For the posterity or people searching to solve the same problem :

After a bit of research, the only missing piece would be adding an onnxruntime/transformers/onnx_model_t5.py that is being instantiated by optimum so I guess the problem is not on the optimum end but on onnxruntime.

I’m using Bart for sentence infilling and was also wondering about Optimum. I’m assuming it isn’t currently supported but is there an ETA (or somewhere to keep track of progress) on this kind of conditional generation with seq2seq?


Hi @ierezell and @jbmaxwell,

Thanks for the feedback @ierezell, we are very pleased to hear that you were able to easily use our ORTModelForSeq2SeqLM class. You are right, this should be added on the ONNX Runtime side.

Concerning seq2seq model inference @jbmaxwell, you can see the progress here, this PR should be merged this week or the following.


Hi @echarlaix,

Thanks for the reply :slight_smile:

I opened and issue here if you want to track status/progress of onnx/onnxruntime for T5 models.

Have a great day.

1 Like

Thanks a lot for taking care of this @ierezell, that will be a great addition :hugs:

1 Like

Hi @pierreguillou, @ierezell and @jbmaxwell,

The PR for inference of Seq2Seq models is merged.


Many thanks @echarlaix !

One question: until now, one useful solution in order to use T5 with ONNX Runtime was the library fastT5 (see Search results for 'fastT5' - Hugging Face Forums).

If I understood correctly, Optimum can now be used with T5, which means that Optimum allows us to do everything (and more?) on T5 that fastT5 allowed. Yes?

Currently ORTModelForSeq2SeqLM allows the inference of different type of architecture (such as T5 but also Bart, MBart, M2M100 and others). We are also working on the refactorization of our ORTOptimizer / ORTQuantizer classes to be able to easily optimize and dynamically quantize those models.

1 Like

Hello, first of all, I’d like to appreciate the entire team responsible for the development of Optimum.
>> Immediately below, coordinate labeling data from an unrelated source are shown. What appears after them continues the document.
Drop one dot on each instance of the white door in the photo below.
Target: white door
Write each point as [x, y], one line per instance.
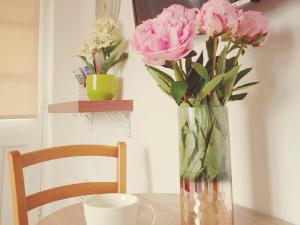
[26, 134]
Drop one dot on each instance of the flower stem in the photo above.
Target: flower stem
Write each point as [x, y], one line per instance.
[177, 73]
[214, 52]
[238, 54]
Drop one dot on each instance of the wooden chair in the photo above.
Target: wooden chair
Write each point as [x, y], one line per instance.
[22, 203]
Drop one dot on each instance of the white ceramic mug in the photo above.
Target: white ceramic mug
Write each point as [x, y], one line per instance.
[113, 209]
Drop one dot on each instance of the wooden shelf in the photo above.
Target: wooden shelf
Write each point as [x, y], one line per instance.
[92, 106]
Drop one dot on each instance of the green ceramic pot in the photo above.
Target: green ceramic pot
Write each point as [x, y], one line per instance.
[101, 86]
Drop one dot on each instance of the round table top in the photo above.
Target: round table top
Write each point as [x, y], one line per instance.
[167, 212]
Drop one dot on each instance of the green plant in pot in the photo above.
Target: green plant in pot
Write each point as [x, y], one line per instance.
[103, 50]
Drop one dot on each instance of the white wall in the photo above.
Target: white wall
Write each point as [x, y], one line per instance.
[264, 128]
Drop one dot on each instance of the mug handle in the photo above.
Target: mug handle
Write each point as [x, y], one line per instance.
[151, 208]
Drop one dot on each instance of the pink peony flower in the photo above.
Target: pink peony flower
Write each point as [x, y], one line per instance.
[253, 28]
[167, 37]
[217, 17]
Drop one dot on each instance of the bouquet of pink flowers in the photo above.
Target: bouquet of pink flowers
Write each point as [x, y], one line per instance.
[211, 76]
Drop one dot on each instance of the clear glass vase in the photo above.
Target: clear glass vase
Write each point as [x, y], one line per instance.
[205, 167]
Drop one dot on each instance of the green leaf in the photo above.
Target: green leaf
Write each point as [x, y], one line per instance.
[229, 64]
[201, 70]
[245, 86]
[210, 86]
[221, 64]
[183, 114]
[228, 83]
[233, 47]
[241, 74]
[122, 57]
[214, 100]
[238, 97]
[213, 155]
[90, 66]
[181, 154]
[178, 90]
[188, 150]
[107, 64]
[194, 168]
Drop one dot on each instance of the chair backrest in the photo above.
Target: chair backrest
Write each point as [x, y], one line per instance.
[22, 203]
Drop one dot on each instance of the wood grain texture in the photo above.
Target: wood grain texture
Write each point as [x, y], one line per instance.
[22, 203]
[47, 154]
[68, 191]
[167, 211]
[18, 188]
[92, 106]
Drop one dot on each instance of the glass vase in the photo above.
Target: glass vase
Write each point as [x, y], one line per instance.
[205, 167]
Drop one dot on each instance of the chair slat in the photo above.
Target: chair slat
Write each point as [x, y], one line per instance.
[47, 154]
[68, 191]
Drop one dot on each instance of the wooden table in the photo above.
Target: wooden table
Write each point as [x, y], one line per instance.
[167, 212]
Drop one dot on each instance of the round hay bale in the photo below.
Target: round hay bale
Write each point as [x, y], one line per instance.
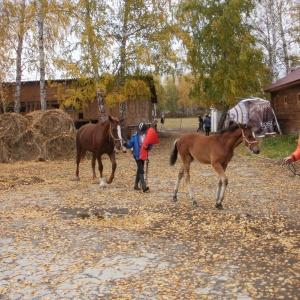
[61, 147]
[29, 146]
[34, 116]
[55, 122]
[12, 126]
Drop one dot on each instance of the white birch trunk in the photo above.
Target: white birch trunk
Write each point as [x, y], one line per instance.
[40, 21]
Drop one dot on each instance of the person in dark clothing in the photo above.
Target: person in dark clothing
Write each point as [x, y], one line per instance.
[136, 142]
[200, 121]
[207, 124]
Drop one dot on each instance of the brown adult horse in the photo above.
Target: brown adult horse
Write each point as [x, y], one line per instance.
[100, 138]
[217, 150]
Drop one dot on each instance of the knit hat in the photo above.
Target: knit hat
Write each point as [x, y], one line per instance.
[142, 127]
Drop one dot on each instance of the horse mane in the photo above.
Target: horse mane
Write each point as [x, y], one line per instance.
[231, 128]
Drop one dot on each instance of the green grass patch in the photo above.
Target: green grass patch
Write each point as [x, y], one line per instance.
[278, 147]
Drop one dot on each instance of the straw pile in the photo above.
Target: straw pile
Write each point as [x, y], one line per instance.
[40, 135]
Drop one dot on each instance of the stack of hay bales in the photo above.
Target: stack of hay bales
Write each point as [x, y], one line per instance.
[40, 135]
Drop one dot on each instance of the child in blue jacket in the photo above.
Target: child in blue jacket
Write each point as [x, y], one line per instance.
[136, 142]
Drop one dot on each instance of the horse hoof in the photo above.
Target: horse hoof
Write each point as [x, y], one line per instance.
[75, 179]
[219, 206]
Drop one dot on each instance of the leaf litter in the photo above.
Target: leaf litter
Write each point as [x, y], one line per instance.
[55, 245]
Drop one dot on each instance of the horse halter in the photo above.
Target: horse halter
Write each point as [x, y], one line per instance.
[246, 140]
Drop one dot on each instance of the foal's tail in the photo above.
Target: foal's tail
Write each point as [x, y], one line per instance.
[174, 153]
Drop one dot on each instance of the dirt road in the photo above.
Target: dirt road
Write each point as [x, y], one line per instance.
[62, 239]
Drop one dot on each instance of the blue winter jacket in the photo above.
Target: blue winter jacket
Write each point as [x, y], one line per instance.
[134, 143]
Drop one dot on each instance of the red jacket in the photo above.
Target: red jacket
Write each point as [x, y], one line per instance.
[296, 155]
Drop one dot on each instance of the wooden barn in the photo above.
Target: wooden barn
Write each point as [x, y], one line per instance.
[285, 100]
[138, 110]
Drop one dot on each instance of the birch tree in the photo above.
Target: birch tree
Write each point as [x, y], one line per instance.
[221, 51]
[275, 25]
[142, 33]
[16, 17]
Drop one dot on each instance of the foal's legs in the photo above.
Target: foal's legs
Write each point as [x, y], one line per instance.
[93, 168]
[180, 175]
[100, 167]
[186, 167]
[112, 157]
[78, 158]
[222, 184]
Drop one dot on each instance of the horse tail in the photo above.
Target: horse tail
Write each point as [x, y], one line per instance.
[174, 154]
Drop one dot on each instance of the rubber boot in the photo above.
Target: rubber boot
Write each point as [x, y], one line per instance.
[136, 184]
[142, 180]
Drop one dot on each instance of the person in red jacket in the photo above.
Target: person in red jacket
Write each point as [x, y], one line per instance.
[295, 155]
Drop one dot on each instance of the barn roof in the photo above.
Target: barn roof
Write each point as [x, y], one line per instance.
[289, 80]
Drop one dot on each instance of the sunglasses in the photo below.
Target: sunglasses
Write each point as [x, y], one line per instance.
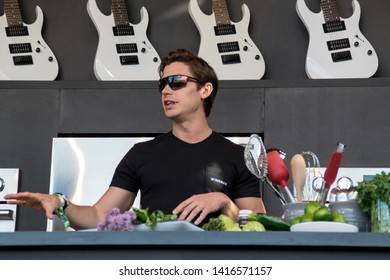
[176, 81]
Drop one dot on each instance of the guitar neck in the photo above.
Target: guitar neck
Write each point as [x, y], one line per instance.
[119, 11]
[221, 12]
[12, 12]
[330, 10]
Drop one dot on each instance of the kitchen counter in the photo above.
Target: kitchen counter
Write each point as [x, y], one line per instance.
[194, 245]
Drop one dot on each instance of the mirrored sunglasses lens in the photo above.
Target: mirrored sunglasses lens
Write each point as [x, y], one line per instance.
[177, 82]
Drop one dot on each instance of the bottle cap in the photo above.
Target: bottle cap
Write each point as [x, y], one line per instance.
[244, 212]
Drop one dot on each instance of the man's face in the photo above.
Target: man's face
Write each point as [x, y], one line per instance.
[184, 102]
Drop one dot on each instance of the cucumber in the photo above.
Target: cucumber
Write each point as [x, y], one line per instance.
[270, 222]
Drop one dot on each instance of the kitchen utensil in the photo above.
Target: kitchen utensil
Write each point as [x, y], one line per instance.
[331, 171]
[256, 161]
[298, 173]
[312, 172]
[343, 191]
[278, 174]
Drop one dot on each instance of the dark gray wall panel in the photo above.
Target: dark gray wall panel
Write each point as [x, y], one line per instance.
[28, 122]
[315, 119]
[137, 110]
[108, 111]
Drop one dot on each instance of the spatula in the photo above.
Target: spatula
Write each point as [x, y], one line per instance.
[256, 161]
[298, 173]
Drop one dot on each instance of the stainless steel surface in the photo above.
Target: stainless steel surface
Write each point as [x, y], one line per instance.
[9, 182]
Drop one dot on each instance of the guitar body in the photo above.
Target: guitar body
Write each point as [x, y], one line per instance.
[251, 65]
[358, 60]
[31, 58]
[108, 64]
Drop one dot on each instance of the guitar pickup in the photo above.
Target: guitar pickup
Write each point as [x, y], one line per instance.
[123, 30]
[341, 56]
[20, 48]
[224, 29]
[23, 60]
[129, 59]
[338, 44]
[334, 26]
[15, 31]
[231, 58]
[126, 48]
[228, 47]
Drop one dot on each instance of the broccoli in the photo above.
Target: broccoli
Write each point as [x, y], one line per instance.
[214, 224]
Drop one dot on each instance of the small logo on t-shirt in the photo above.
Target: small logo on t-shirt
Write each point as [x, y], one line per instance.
[219, 181]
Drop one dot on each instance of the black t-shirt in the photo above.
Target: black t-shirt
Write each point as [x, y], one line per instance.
[168, 171]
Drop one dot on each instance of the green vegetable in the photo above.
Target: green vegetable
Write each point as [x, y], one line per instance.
[215, 224]
[221, 223]
[270, 222]
[376, 188]
[143, 217]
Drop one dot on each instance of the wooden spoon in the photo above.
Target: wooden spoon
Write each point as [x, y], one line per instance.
[298, 172]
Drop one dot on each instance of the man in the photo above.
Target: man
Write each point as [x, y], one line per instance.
[190, 171]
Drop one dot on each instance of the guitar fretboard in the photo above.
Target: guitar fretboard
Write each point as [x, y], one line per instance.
[221, 12]
[330, 10]
[12, 12]
[119, 11]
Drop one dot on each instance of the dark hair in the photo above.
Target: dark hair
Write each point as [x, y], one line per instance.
[200, 70]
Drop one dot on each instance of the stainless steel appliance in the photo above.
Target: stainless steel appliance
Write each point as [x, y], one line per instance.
[9, 182]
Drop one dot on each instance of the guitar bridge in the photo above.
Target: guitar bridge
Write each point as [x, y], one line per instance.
[224, 29]
[15, 31]
[123, 30]
[20, 48]
[341, 56]
[126, 48]
[129, 59]
[231, 58]
[333, 26]
[338, 44]
[23, 60]
[228, 47]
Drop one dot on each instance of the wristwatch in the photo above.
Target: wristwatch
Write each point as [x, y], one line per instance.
[64, 200]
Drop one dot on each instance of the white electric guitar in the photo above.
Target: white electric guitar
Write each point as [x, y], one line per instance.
[124, 51]
[337, 48]
[226, 45]
[24, 55]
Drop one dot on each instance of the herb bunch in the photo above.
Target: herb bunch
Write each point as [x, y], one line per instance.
[376, 188]
[117, 221]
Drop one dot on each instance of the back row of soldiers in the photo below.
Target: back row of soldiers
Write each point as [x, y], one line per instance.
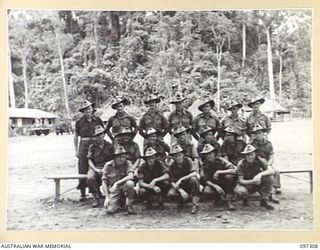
[182, 170]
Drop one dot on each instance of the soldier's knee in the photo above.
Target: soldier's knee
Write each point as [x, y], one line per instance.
[130, 184]
[241, 191]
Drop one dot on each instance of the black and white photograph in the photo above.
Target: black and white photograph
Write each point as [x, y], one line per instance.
[160, 120]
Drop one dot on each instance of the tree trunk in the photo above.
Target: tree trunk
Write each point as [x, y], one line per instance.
[26, 88]
[12, 97]
[115, 27]
[219, 55]
[96, 39]
[243, 44]
[63, 78]
[280, 78]
[270, 66]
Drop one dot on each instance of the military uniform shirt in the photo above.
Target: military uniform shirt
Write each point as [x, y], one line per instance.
[154, 120]
[265, 148]
[113, 173]
[209, 169]
[201, 121]
[85, 128]
[238, 123]
[161, 147]
[148, 173]
[189, 149]
[177, 119]
[177, 171]
[233, 150]
[250, 170]
[213, 143]
[133, 151]
[258, 119]
[117, 122]
[99, 155]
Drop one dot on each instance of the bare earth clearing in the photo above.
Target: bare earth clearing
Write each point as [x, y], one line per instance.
[29, 205]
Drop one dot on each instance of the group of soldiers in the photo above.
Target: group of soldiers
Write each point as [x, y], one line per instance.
[231, 159]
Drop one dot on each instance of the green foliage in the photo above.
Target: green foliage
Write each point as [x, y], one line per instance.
[106, 54]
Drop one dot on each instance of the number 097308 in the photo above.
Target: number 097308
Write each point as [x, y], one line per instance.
[308, 246]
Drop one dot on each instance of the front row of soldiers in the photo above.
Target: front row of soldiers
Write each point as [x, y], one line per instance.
[184, 170]
[182, 176]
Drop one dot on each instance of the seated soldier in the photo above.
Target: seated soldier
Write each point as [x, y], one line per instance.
[190, 150]
[219, 175]
[207, 137]
[183, 178]
[265, 151]
[152, 175]
[117, 182]
[160, 146]
[232, 146]
[254, 175]
[125, 139]
[99, 153]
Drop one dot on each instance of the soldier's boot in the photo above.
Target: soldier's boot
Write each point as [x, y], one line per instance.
[265, 204]
[160, 203]
[96, 201]
[273, 199]
[195, 206]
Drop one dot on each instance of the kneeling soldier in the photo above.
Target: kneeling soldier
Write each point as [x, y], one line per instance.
[99, 153]
[152, 175]
[118, 182]
[219, 175]
[183, 178]
[254, 175]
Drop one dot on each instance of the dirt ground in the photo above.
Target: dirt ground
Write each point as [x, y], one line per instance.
[30, 195]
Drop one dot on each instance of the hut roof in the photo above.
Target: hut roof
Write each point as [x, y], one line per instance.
[29, 113]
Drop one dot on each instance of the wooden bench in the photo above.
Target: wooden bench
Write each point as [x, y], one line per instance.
[58, 178]
[301, 171]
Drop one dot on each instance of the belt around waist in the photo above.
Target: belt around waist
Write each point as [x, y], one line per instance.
[88, 138]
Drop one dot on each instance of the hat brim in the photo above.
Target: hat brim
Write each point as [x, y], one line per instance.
[248, 152]
[182, 151]
[239, 105]
[177, 101]
[213, 150]
[262, 100]
[125, 101]
[147, 156]
[204, 132]
[93, 105]
[156, 100]
[177, 134]
[211, 102]
[99, 133]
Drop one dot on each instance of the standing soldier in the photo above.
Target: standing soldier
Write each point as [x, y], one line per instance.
[99, 153]
[180, 116]
[257, 118]
[85, 129]
[190, 149]
[265, 151]
[183, 178]
[207, 137]
[117, 182]
[254, 175]
[232, 146]
[120, 119]
[153, 118]
[234, 120]
[219, 175]
[153, 176]
[206, 118]
[125, 139]
[160, 146]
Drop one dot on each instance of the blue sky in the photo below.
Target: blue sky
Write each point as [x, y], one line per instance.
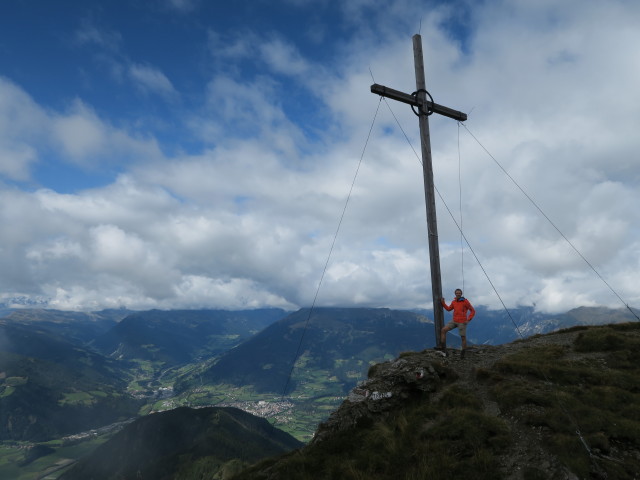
[189, 153]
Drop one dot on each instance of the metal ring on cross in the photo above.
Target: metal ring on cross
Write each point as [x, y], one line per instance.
[420, 111]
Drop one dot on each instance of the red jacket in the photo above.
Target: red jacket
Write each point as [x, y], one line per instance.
[460, 309]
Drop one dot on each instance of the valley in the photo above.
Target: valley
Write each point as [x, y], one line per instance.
[198, 359]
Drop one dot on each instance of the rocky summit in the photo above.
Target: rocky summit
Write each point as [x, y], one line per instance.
[557, 406]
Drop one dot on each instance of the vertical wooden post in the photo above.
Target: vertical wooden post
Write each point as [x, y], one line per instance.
[429, 189]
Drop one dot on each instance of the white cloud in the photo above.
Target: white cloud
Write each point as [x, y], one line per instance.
[249, 220]
[151, 80]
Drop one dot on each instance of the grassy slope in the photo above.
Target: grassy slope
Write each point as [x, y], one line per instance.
[533, 409]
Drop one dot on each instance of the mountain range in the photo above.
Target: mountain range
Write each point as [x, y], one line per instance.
[63, 372]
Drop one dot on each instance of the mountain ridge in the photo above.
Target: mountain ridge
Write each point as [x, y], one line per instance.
[560, 405]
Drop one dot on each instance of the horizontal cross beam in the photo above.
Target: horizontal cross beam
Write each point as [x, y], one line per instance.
[412, 100]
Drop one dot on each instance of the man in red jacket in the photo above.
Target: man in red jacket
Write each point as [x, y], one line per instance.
[460, 307]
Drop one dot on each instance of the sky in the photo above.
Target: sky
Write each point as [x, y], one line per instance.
[179, 154]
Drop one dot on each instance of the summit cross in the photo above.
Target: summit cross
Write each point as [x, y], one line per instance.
[418, 99]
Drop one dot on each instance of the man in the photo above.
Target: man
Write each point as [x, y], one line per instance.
[460, 307]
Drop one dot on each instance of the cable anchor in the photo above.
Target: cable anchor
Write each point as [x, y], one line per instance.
[420, 110]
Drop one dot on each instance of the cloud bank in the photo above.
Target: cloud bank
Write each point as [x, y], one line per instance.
[243, 213]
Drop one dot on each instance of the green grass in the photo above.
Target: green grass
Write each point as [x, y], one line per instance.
[546, 388]
[412, 443]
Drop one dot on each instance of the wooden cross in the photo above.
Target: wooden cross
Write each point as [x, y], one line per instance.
[425, 108]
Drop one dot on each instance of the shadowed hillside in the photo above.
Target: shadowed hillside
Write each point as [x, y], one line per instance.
[558, 406]
[50, 387]
[184, 443]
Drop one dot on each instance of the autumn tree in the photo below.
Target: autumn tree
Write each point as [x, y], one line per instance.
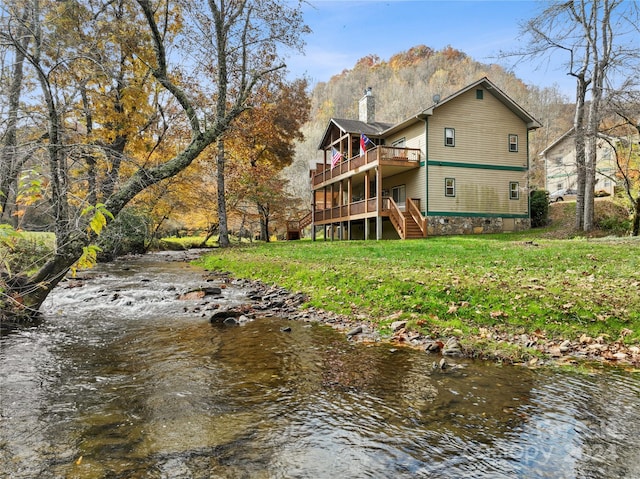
[129, 98]
[263, 142]
[623, 136]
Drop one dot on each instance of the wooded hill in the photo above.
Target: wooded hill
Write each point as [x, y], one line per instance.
[405, 84]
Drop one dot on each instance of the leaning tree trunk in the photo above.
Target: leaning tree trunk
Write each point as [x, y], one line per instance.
[264, 221]
[223, 235]
[10, 161]
[635, 229]
[578, 128]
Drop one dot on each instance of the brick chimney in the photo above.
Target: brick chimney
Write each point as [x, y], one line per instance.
[367, 111]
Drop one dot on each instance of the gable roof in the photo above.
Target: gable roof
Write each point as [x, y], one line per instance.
[374, 129]
[380, 129]
[484, 82]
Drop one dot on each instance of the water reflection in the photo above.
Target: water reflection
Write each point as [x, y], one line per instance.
[129, 383]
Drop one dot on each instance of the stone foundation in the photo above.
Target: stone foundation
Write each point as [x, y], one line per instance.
[458, 225]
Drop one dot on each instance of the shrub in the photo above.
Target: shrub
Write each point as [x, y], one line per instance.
[612, 218]
[129, 233]
[24, 252]
[539, 208]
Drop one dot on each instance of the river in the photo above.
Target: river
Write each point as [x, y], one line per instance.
[122, 380]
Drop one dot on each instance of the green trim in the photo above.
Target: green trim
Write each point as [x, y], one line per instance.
[456, 164]
[426, 162]
[453, 186]
[476, 215]
[453, 130]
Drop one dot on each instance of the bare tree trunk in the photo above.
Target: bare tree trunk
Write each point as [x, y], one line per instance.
[578, 126]
[635, 229]
[223, 236]
[264, 221]
[10, 161]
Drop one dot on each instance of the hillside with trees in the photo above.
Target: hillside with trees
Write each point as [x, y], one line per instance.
[406, 83]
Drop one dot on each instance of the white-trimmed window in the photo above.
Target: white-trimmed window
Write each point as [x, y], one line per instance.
[449, 186]
[399, 195]
[514, 190]
[449, 137]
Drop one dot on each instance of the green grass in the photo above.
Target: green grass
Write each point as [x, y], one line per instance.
[562, 288]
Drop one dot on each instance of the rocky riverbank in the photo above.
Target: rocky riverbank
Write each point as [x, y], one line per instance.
[527, 348]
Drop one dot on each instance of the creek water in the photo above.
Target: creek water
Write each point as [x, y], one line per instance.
[124, 381]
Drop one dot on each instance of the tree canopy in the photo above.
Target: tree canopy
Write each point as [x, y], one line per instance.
[118, 96]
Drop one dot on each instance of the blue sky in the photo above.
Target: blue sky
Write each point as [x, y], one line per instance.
[345, 31]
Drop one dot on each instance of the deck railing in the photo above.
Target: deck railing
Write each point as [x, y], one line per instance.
[388, 154]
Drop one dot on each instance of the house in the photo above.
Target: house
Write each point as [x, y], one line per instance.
[459, 166]
[560, 164]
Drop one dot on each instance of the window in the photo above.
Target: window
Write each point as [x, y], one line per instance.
[514, 190]
[399, 195]
[449, 186]
[449, 137]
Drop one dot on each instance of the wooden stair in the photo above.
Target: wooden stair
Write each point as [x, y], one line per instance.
[413, 229]
[295, 227]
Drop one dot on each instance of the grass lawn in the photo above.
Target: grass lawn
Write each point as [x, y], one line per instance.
[515, 283]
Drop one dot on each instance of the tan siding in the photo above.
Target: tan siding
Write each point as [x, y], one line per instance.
[482, 129]
[414, 181]
[477, 191]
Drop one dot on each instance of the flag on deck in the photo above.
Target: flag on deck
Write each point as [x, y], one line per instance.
[336, 156]
[363, 143]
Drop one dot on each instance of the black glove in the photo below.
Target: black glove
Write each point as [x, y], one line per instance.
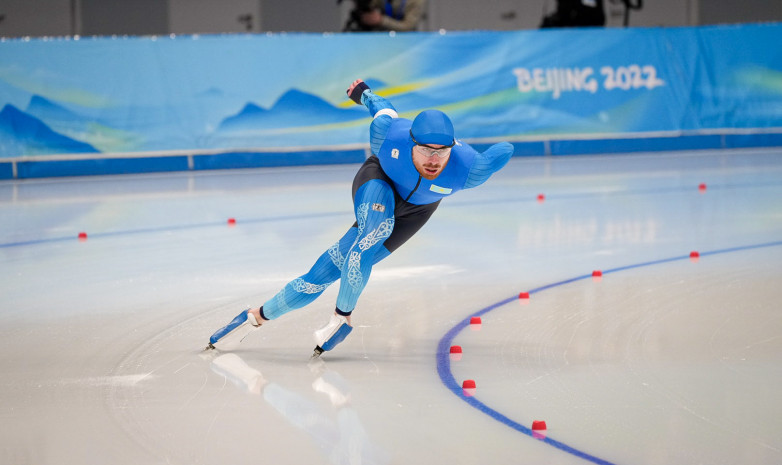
[357, 91]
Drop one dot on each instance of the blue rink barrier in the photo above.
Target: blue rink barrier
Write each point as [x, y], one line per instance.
[41, 167]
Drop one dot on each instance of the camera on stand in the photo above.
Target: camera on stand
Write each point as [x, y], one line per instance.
[353, 23]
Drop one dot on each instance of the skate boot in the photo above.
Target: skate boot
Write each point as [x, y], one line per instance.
[229, 336]
[335, 331]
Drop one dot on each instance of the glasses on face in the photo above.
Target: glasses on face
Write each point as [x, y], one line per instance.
[428, 151]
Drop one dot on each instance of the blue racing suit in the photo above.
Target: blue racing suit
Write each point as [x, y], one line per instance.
[391, 201]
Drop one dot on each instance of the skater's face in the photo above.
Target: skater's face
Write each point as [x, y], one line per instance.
[430, 160]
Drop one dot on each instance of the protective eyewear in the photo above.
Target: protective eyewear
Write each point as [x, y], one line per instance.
[430, 151]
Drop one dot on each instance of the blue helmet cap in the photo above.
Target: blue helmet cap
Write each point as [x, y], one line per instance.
[432, 127]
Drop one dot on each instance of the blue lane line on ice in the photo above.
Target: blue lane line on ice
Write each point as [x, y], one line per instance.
[163, 229]
[444, 346]
[307, 216]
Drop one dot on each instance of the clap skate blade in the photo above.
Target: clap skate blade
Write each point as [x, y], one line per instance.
[229, 336]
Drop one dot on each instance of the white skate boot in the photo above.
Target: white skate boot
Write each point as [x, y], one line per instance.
[335, 331]
[229, 336]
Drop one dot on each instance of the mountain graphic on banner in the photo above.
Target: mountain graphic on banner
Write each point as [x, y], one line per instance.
[22, 134]
[294, 109]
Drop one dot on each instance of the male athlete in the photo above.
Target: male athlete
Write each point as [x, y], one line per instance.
[414, 165]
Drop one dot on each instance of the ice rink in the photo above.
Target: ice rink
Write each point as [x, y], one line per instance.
[666, 359]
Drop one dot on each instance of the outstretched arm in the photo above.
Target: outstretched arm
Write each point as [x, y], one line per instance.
[381, 110]
[488, 163]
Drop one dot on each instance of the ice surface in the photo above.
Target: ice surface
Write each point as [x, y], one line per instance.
[671, 362]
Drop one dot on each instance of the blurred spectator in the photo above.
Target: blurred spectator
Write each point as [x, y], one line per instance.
[386, 15]
[576, 13]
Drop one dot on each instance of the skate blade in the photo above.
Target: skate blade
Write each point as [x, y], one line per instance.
[316, 353]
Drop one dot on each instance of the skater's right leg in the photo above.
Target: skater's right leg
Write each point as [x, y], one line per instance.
[308, 287]
[296, 294]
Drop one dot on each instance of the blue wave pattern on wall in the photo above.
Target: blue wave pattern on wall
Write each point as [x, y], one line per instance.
[193, 93]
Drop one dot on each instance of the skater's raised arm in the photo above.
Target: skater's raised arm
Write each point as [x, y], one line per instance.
[381, 110]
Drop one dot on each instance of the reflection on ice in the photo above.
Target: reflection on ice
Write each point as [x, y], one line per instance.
[339, 433]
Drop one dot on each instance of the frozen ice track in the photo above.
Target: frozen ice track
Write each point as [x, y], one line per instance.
[444, 361]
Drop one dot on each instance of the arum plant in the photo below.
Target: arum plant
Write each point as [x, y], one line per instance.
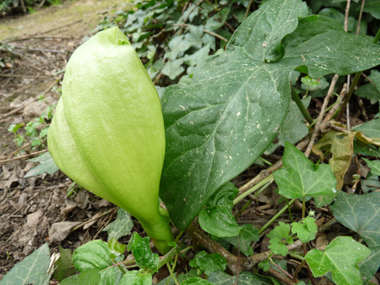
[108, 131]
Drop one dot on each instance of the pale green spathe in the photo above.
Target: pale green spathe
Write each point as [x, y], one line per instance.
[108, 132]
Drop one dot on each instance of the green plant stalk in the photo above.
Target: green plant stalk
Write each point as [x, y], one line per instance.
[353, 85]
[302, 108]
[276, 216]
[108, 133]
[253, 189]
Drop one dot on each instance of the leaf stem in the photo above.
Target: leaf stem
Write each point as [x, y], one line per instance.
[302, 108]
[268, 180]
[276, 216]
[353, 84]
It has relived the most important problem related to transformers for production. However, can you please share a code snippet of how to use ORTModelForSeq2SeqLM for models like BART & T5?

1 Like

Hi @nid989 ! You can find usage examples in our documentation :hugs:

1 Like

@echarlaix On the gpu, when the sentence is long, the onnx model reasoning becomes slow. Can this be solved? The quantization speed of the onnx model gpu of the m2m100 is slower because AutoQuantizationConfig.avx512_ Does VNNI only support CPU?